The anti-slavery fight was magnificent, consistent, strong and dangerous—our fight is, too. More and more midwives are getting thrown in jail, persecuted and prosecuted, especially in the United States. We have so many voices and we are unrelenting in this activism. The slavery abolitionists had battles within their movement—we have these, too. Some of us want to be law-abiding and see the bottom-line as mom’s right to choose. It is, after all is said and done, her birth and her baby.
Then the Emancipation Proclamation by President Lincoln freed the slaves. The movie “Lincoln” is about his fight to make emancipation a constitutional amendment. He knew it wouldn’t hold if Congress didn’t change the Constitution. Even after 150 years, the battle for black equality is still going on. Martin Luther King took the freedom fight to another level, but peacefully. Were it not for these milestones in history, imagine where we would be.

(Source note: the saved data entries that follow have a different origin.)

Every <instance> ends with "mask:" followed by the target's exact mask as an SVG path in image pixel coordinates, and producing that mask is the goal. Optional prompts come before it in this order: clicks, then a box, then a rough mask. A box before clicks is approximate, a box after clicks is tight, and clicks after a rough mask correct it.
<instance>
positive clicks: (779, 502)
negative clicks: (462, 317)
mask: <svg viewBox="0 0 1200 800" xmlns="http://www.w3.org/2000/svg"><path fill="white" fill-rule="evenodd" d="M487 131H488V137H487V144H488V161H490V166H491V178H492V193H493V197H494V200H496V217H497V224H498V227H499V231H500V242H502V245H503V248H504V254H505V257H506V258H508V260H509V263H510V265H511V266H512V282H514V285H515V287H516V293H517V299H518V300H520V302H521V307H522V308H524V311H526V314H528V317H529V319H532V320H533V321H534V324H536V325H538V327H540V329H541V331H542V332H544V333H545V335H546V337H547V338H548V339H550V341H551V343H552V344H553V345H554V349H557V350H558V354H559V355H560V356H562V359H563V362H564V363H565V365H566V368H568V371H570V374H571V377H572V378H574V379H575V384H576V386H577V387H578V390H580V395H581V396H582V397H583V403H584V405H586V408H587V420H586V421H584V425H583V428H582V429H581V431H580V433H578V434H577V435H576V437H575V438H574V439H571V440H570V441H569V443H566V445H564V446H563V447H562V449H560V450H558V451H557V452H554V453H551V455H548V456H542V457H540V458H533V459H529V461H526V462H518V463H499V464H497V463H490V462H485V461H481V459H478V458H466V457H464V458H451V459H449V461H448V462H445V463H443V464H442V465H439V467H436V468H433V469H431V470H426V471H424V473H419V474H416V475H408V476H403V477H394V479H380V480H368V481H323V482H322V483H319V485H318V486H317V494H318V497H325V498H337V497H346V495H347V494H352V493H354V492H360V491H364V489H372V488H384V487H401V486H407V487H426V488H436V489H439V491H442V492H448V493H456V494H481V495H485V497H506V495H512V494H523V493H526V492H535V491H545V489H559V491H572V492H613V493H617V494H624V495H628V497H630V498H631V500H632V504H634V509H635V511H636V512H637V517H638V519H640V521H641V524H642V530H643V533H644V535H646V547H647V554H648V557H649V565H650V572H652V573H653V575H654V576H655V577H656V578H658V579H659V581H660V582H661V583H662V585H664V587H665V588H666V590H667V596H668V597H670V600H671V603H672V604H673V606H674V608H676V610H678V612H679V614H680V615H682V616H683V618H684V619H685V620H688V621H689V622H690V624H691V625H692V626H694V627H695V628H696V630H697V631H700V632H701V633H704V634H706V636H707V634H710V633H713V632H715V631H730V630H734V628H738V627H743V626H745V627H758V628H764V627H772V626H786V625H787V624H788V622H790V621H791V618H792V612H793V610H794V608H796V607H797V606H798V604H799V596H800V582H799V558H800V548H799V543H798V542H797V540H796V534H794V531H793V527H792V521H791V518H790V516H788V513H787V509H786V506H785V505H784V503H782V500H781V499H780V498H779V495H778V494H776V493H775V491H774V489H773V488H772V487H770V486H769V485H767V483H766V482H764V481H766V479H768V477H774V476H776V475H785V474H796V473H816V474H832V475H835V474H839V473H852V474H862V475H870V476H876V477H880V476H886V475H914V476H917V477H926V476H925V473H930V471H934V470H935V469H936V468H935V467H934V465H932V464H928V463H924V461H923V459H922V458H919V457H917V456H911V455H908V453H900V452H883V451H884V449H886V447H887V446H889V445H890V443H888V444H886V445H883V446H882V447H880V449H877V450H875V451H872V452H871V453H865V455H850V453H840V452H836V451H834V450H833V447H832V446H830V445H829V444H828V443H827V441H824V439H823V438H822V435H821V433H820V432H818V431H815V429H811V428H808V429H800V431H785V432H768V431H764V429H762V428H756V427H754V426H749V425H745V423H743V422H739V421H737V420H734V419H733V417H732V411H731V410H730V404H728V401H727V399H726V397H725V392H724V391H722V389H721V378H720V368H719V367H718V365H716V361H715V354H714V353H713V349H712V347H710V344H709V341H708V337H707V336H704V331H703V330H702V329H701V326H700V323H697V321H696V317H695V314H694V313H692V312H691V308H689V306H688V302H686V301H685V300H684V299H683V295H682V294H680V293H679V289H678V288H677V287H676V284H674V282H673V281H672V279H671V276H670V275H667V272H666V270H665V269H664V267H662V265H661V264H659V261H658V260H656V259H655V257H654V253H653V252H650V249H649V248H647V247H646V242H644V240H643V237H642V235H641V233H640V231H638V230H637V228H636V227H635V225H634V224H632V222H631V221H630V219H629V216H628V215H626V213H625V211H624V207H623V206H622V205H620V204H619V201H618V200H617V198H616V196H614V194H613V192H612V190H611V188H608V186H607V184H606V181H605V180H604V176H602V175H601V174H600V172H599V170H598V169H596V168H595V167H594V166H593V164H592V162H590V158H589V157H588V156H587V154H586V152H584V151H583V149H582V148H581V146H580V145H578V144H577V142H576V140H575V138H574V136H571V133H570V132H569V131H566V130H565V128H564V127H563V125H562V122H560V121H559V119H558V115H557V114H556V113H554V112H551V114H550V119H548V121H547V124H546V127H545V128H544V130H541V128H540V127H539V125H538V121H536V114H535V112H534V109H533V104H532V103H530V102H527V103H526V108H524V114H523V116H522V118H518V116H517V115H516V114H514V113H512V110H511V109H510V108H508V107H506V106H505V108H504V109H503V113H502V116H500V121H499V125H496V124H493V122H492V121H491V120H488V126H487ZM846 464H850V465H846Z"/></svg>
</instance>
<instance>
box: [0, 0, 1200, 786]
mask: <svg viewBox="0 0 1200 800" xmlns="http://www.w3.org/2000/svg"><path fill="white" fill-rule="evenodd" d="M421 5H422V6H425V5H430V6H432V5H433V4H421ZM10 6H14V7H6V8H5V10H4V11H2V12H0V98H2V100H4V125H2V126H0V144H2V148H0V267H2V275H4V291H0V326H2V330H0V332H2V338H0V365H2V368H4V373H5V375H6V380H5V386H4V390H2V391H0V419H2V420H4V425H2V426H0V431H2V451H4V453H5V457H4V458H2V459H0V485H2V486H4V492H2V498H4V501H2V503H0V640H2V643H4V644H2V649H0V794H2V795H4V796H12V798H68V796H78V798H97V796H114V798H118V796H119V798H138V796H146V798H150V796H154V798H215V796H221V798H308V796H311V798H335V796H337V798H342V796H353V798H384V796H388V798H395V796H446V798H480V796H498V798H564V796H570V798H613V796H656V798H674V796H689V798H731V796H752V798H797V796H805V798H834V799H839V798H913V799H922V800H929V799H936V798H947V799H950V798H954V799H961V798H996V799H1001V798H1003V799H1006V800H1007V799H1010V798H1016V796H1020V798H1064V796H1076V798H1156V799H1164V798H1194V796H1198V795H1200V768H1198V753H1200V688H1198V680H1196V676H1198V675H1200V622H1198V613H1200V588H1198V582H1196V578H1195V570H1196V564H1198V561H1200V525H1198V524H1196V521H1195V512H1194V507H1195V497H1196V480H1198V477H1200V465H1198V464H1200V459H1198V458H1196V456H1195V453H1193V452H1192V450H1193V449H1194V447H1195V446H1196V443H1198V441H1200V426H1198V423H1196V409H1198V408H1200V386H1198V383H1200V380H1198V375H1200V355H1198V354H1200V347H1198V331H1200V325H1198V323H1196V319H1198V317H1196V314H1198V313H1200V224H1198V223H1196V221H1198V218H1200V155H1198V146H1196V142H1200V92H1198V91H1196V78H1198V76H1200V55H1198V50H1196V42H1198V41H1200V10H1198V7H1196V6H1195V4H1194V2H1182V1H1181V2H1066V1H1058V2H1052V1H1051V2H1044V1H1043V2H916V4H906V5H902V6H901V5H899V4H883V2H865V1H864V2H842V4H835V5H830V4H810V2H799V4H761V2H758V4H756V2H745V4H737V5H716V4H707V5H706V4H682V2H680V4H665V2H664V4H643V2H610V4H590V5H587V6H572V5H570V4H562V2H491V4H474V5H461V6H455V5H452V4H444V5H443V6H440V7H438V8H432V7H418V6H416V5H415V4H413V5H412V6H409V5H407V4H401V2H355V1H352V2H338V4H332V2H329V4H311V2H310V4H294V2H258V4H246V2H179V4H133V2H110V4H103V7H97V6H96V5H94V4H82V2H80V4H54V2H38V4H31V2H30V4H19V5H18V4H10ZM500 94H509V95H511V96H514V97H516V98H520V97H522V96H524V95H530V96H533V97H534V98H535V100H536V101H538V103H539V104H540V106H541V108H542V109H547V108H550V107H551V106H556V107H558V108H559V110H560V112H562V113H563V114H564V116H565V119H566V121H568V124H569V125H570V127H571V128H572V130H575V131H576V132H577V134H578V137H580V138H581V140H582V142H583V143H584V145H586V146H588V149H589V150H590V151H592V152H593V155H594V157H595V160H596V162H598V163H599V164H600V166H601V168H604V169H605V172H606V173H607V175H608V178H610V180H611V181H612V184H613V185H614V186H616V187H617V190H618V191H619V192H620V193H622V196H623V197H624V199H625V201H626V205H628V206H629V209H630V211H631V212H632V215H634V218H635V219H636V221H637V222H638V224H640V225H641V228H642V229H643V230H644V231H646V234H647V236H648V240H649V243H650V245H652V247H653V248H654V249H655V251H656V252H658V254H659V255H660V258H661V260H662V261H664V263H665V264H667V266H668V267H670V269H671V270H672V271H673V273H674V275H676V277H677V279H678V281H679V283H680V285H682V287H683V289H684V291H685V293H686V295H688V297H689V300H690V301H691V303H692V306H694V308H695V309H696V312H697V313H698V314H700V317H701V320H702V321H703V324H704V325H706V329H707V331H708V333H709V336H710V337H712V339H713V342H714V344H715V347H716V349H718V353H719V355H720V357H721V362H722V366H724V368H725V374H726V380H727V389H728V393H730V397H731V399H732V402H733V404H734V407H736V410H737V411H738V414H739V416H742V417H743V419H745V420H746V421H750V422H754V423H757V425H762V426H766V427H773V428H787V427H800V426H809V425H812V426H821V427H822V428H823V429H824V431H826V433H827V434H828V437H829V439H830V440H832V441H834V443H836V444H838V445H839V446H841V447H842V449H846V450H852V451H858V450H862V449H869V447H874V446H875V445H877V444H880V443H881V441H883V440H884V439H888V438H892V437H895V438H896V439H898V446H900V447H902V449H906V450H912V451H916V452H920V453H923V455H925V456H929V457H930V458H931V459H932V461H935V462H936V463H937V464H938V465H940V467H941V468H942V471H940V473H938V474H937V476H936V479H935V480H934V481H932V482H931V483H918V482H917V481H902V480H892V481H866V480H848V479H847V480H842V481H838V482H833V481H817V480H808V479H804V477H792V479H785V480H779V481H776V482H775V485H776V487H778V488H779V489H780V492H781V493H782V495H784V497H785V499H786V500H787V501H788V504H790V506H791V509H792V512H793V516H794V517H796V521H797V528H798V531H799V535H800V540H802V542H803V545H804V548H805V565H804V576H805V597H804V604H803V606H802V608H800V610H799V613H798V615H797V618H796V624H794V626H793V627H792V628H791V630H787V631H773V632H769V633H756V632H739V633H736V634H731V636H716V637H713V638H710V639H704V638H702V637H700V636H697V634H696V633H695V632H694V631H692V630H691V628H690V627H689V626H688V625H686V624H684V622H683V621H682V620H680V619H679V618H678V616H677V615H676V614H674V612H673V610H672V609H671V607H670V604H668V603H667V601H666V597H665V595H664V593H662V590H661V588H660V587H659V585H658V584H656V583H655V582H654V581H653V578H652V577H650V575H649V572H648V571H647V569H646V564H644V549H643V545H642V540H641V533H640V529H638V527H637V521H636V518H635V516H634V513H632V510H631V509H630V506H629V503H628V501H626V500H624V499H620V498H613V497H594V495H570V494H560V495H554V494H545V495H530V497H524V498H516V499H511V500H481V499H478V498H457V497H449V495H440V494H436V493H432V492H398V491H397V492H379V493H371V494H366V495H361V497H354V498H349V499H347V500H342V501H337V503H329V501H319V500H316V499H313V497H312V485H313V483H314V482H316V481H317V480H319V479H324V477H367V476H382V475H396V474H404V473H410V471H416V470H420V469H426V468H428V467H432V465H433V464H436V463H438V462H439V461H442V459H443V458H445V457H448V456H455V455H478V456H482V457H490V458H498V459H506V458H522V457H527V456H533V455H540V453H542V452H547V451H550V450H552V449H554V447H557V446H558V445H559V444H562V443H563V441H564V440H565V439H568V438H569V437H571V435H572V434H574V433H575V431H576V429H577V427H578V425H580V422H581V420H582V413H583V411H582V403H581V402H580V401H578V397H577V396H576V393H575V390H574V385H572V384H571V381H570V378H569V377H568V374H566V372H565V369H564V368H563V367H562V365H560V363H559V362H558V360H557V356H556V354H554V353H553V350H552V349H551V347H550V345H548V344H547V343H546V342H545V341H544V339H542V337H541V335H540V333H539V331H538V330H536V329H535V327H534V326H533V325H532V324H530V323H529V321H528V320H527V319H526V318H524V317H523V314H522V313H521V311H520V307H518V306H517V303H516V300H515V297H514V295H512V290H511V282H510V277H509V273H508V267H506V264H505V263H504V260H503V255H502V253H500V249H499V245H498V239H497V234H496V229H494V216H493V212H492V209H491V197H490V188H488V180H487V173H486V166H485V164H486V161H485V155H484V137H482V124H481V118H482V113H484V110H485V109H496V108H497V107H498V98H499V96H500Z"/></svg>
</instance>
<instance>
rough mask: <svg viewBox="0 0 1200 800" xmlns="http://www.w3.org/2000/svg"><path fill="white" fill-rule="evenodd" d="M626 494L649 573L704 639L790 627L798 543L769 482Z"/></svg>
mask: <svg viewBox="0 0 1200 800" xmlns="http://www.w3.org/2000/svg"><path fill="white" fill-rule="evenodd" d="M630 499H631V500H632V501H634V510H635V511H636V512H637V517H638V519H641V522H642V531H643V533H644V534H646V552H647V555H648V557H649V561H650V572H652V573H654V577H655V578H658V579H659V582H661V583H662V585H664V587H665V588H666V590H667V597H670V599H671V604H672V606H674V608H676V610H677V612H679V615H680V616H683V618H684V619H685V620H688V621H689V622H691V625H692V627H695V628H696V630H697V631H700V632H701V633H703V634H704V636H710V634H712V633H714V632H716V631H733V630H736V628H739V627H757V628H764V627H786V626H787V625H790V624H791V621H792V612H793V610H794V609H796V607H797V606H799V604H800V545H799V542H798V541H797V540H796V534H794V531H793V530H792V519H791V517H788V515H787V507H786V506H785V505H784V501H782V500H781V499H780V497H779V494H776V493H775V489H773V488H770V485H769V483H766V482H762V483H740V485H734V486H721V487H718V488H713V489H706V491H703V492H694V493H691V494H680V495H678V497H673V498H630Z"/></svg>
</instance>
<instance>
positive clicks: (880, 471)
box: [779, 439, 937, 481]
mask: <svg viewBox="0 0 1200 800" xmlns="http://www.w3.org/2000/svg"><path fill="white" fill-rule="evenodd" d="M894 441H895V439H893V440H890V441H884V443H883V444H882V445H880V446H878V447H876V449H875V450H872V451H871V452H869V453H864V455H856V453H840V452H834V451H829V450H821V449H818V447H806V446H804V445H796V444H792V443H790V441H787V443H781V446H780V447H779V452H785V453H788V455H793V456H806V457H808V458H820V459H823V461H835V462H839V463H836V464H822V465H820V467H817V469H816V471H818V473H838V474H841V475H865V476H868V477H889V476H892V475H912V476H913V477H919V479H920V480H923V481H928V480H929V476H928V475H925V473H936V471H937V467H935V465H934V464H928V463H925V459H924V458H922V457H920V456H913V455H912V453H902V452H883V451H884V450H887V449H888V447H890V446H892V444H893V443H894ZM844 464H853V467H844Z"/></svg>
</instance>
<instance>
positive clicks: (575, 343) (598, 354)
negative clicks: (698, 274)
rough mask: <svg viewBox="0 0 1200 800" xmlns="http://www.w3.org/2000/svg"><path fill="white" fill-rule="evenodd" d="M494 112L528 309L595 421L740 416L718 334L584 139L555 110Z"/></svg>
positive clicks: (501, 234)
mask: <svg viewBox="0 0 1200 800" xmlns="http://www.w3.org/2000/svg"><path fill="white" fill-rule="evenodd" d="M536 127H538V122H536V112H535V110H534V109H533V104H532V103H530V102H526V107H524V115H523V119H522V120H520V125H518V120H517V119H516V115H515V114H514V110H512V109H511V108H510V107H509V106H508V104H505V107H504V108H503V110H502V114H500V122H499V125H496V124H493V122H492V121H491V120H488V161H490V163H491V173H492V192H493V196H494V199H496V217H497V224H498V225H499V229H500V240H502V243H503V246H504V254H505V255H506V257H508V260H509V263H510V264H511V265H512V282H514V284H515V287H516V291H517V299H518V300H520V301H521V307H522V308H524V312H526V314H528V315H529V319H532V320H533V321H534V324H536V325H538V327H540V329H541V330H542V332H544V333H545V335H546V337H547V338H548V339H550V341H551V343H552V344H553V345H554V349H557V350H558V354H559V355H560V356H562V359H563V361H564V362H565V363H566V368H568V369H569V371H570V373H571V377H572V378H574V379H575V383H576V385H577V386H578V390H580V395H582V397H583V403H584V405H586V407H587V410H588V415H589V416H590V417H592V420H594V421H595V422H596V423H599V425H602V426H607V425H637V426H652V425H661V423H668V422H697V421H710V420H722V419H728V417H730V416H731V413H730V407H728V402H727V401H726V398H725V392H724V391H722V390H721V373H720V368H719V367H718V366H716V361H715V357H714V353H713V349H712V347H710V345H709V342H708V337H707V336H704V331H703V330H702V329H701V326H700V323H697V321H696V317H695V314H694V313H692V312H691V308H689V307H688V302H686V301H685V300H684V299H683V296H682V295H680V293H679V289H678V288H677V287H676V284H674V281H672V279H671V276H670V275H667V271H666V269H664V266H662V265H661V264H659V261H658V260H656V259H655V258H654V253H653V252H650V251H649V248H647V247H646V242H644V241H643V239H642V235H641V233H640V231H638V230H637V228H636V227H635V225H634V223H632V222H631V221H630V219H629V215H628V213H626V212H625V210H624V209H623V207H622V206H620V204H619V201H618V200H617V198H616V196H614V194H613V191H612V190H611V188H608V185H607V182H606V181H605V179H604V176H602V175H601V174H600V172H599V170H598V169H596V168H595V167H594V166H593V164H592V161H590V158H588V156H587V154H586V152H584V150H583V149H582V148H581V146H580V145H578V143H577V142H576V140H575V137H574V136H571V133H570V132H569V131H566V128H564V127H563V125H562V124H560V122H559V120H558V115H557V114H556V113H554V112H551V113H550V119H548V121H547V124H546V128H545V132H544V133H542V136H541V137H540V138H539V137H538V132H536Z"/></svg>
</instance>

We who work in birth are not even at the point of an Emancipation Proclamation, but we are in the abolitionist phase. We are Childbirth Freedom Fighters. Shall we take up this new terminology? It is powerful and has a huge successful movement behind it.
— Jan Tritten, mother of Midwifery Today

Apology in thread on MT Facebook page (2/18/13  1:42pm PST):
I was so passionate in writing about birth freedom and mothers being abused – an issue close to my heart – that I got carried away and didn’t use words and images as carefully as I should have. It was unwise on my part to make this comparison. My sincere apologies to all I have offended. I ask you to please forgive me. The article has been taken down and we at Midwifery Today have again been reminded to be more careful with the content we publish. -Jan Tritten

The article has now been removed from the E-News.